There, as in "Wales, the Hebrides, Norway, and Holland," Evans added, it was an accepted preliminary to marriage "and a means by which the fertility of a prospective partner was tested".

This last detail might imply a certain strain on the precautions for chastity, occasionally. So would a rude English verse from the era: “A bundling couple went to bed/With all their clothes from foot to head;/That the defense might seem complete/Each one was wrapped in a sheet/But oh, this bundling’s such a witch/The man of her did catch the itch,/And so provoked was the wretch/That she of his a bastard catch’d.”

But there was none of that in Ireland, apparently, at least according to Twiss. Declaring the women here to be “remarkably prolific”, he cited the example, again from Fermanagh, of “a clergyman and his wife” who in 29 years together had produced 32 children. Of the Irish in general, he added: “This fruitfulness may be ascribed to their early marriages, and to the want of opportunity of indulging themselves unlawfully.”

Elsewhere, in one of his footnotes, Twiss also made a point about the sexual prowess of Irishmen. It was so indelicate he felt the need to write it in Latin.
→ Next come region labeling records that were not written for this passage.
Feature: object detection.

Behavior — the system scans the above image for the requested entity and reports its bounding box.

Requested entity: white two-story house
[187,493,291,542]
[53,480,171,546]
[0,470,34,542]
But even with my limited understanding of that language, it sounds flattering to the local men and explained why there was so much “coitus fecundus” going on.

Despite this and other blandishments, Twiss did not endear himself to his hosts. He had plenty of less flattering things to say too and his politics were unenlightened even by the standards of the time.

Such was the poverty of the Irish, he wrote, "they seem to form a distinct race from the rest of mankind". But the sight a road-side hedge school of ragged boys somewhere provoked him only to reflect, "it would be better that the lowest classes of people throughout Europe were neither taught to read nor to write, these acquisitions only creating new wants and exciting new desires which they will be seldom able to gratify".

On a less serious note – some women may disagree – he remarked elsewhere that the most obvious physical distinction of the natives was “the thickness of their legs, especially those of the plebeian females”. For that and other outrages, he became a target of criticism in Ireland. And not just of criticism. Thanks in part to its rhyming potential, the writer’s surname also ended up in Grose’s Dictionary (an 1811 edition), viz: “Twiss. (Irish) A Jordan, or pot de chambre. A Mr Richard Twiss having in his ‘Travels’ given a very unfavourable description of the Irish character, the inhabitants of Dublin, by way of revenge, thought proper to christen this utensil by his name [..] Suffice it to say that the baptismal rights were not wanting at the ceremony”.

One manufacturer of the vessels even added a portrait of the writer to the bottom of his products, to encourage better aim. Meanwhile, Grose’s book also recorded a verse that a waggish friend of the Twiss family wrote to celebrate this unusual form of immortality: “Perish the country, yet my name/Shall ne’er in story be forgot,/But still the more increase in fame/The more the country goes to pot.”